Homeowner relief under the terms of last year’s national mortgage servicing settlement is all but over, according to a report released Thursday by Joseph Smith, the settlement monitor and a former North Carolina banking commissioner.
Both Bank of America and Wells Fargo say, however, that they are continuing to extend help to borrowers facing trouble.
The five big banks involved in the settlement reported that mortgage relief given under the settlement’s terms slowed down to a trickle in the second quarter as several banks report they have completed their requirements.
Bank of America reported giving no assistance to borrowers under the terms of the settlement in those three months, but the bank says it is still offering help to homeowners and has committed to extending relief programs through 2015. For example, Bank of America said it forgave about $2 billion in principal in the second quarter.
Spokesman Dan Frahm said the bank is no longer reporting assistance to the monitor’s office because it has completed its requirements. The Charlotte bank had the largest responsibility under the settlement and has provided the most total aid.
Wells Fargo reported about $2.2 billion in total assistance. JPMorgan Chase and Ally Financial reported no mortgage relief, either. Citigroup reported about $237 million.
The aid primarily comes in the form of short sales, extinguishment of second liens and principal reduction on primary mortgages. Since the start of the program, the five banks say they’ve given a total of $51 billion in mortgage relief.
Not every form of relief will receive full dollar-for-dollar credit under the settlement, which seeks to incentivize forms of assistance that provide more help. Some forms, such as short sales, will receive just pennies on the dollar.
Bank of America said in May that it had completed its requirements under the settlement, as did JPMorgan Chase. So far, however, Smith has certified only one bank involved – Ally Financial – as actually finished.

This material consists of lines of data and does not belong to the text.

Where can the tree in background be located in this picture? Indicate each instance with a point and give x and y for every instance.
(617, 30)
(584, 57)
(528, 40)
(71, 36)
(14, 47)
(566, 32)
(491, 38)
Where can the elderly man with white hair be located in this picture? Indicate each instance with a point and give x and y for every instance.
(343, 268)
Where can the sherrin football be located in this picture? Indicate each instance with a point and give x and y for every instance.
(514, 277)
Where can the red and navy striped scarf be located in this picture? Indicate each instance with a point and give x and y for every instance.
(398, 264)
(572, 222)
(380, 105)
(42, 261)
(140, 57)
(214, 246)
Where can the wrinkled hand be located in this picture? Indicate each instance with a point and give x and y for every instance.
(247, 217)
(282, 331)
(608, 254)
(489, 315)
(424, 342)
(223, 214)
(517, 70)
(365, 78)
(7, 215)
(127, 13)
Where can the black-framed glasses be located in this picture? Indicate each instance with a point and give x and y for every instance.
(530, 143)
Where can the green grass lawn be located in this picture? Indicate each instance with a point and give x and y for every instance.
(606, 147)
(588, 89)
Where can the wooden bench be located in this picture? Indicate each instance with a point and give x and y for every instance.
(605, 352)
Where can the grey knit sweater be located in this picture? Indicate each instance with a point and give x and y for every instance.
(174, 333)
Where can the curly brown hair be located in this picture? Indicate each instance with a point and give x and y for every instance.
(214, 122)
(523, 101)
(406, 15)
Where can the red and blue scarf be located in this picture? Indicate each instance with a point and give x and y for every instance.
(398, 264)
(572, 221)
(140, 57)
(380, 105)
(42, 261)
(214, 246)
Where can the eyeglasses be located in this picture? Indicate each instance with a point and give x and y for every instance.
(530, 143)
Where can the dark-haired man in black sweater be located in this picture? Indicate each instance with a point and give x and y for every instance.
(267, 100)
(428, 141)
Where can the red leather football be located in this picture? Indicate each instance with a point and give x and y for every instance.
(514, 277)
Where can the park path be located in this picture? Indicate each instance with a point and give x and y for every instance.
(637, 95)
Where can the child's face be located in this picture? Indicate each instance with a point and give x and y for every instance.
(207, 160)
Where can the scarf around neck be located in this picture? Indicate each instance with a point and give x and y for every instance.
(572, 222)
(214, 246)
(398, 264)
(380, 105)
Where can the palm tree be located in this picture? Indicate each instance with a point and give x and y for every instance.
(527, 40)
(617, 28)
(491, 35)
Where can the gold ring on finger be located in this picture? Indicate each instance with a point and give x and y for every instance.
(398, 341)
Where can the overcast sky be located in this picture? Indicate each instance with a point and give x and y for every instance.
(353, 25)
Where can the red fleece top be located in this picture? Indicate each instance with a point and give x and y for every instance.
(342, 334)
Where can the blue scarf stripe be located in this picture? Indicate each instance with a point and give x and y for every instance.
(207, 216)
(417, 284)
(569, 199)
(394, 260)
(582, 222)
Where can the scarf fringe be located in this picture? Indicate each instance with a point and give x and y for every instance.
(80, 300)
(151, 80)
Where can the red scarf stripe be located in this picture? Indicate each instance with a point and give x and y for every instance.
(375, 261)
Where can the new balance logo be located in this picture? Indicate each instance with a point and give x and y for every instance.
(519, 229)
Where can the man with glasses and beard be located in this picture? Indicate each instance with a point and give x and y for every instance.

In a statement, Wells Fargo said the numbers reported Thursday “represent only a fraction” of the total work the bank has done with troubled borrowers. Wells says it has done 876,000 permanent or trial modifications, and 5.4 million refinances. The bank says it’s asking for credit for only 2 percent of its total activity.
“Over the past year, we have seen the amount of relief and number of borrowers it helped steadily increase,” Smith said in a statement. “As the banks begin to reach their total consumer relief obligations, I am encouraged to see that the settlement has had a measurable impact on hundreds of thousands of borrowers and their communities across the nation.”
Professional firms hired by the monitor are reviewing the numbers provided by the banks.
Next month, Smith’s office will release a report with audited numbers of relief provided through the end of 2012. Determining whether the banks have finished their requirements would come sometime later.
Earlier this summer, Smith released the first look at how the banks have complied with the new mortgage servicing standards that accompanied the relief requirements. That report found both Bank of America and Wells Fargo had failed tests to make sure they were following all the new rules.
Banks: We’ve fixed problems
Smith found Bank of America failed two tests, each in the first quarter of this year. One requires banks to provide correct information in letters sent to homeowners before sending them into foreclosure. The other requires banks to tell borrowers working on a loan modification whether they have sent in all the correct documents within five days.
Wells Fargo failed one test in the fourth quarter last year. It also involved telling people about missing documents within five days.
Both banks said they had addressed the problems.